Europe Spends Large Sums Of Money To Aid Businesses Tide The Energy Crisis
In response to a worsening energy crisis that has exposed Europe's reliance on Russian fuel, Germany nationalized gas importer Uniper on Wednesday and Britain announced it would halve energy bills for businesses.
In the biggest escalation of the Ukraine war since Moscow's invasion on February 24, Russian President Vladimir Putin announced a partial military mobilization, adding to the upward pressure on energy prices.
According to analysis by think tank Bruegel, nearly 500 billion euros ($496 billion) had already been set aside by European governments in the previous year to protect people and businesses from skyrocketing gas and electricity prices.
Germany allocated an additional 8 billion euros on Wednesday as the latest step in a 29 billion euro bailout, placing Uniper among the biggest corporate casualties.
France, another country that spends a lot, will spend 9.7 billion euros to acquire complete control of utility EDF.
Britain estimated that the cost of its new business assistance plan would be "tens of billions of pounds."
"We have stepped in to stop businesses collapsing, protect jobs, and limit inflation," Britain's finance minister Kwasi Kwarteng said of the cap on wholesale electricity and gas costs for businesses, which is set to apply from Oct.1 read more
Over 20 British power companies have shut down, many of them as a result of a government price cap that prevented them from passing on rising costs.
The German government will purchase Fortum from Finland as part of the full nationalization of Uniper, giving the state a 99 per cent ownership stake.
"This is clearly not sustainable from a public finance perspective," Bruegel senior fellow Simone Tagliapietra said of Europe's overall energy crisis bill.
"Governments with more fiscal space will inevitably better manage the energy crisis by outcompeting their neighbours for limited energy resources over the winter months."
In announcing the Uniper move and other initiatives to prevent energy rationing this winter, German Economy Minister Robert Habeck stated: "The state will... do everything possible to always keep the companies stable on the market." 
According to a government spokesperson, the German government now has control over some Russian assets as a result of the Uniper ationalization, and it is considering what to do with them.
Compared to other countries in Europe, Germany was more dependent on Russian gas, which was primarily delivered via the Nord Stream 1 pipeline.
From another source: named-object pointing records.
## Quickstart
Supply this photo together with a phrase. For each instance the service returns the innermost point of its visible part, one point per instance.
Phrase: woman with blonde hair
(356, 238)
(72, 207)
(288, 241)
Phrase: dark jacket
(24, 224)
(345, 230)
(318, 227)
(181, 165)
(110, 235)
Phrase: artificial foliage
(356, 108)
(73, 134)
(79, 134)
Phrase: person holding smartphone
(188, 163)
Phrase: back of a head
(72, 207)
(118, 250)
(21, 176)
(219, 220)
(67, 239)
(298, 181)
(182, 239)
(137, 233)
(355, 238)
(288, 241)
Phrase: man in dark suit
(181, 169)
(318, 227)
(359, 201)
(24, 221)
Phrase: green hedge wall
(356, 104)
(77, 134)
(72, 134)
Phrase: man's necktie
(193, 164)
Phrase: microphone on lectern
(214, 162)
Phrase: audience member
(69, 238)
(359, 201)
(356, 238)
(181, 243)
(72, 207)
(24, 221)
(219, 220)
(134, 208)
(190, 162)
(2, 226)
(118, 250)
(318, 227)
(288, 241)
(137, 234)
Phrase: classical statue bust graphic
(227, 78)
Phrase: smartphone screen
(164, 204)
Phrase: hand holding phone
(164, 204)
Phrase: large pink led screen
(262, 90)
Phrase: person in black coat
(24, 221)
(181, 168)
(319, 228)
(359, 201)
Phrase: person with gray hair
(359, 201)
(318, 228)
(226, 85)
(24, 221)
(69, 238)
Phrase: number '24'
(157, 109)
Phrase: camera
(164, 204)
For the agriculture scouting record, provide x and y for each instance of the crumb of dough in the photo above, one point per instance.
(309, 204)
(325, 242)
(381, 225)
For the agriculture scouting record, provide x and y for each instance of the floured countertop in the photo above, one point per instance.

Russia stopped all pipeline traffic, blaming Western sanctions for making things difficult. Politicians in Europe dismiss that as a ruse and accuse Moscow of using energy as a weapon.
The German government has already de facto nationalized Gazprom Germania, a division of the Kremlin-controlled Gazprom and a subsidiary of Rosneft, the Russian oil company. The total cost, including Uniper's bailout, is about 40 billion euros.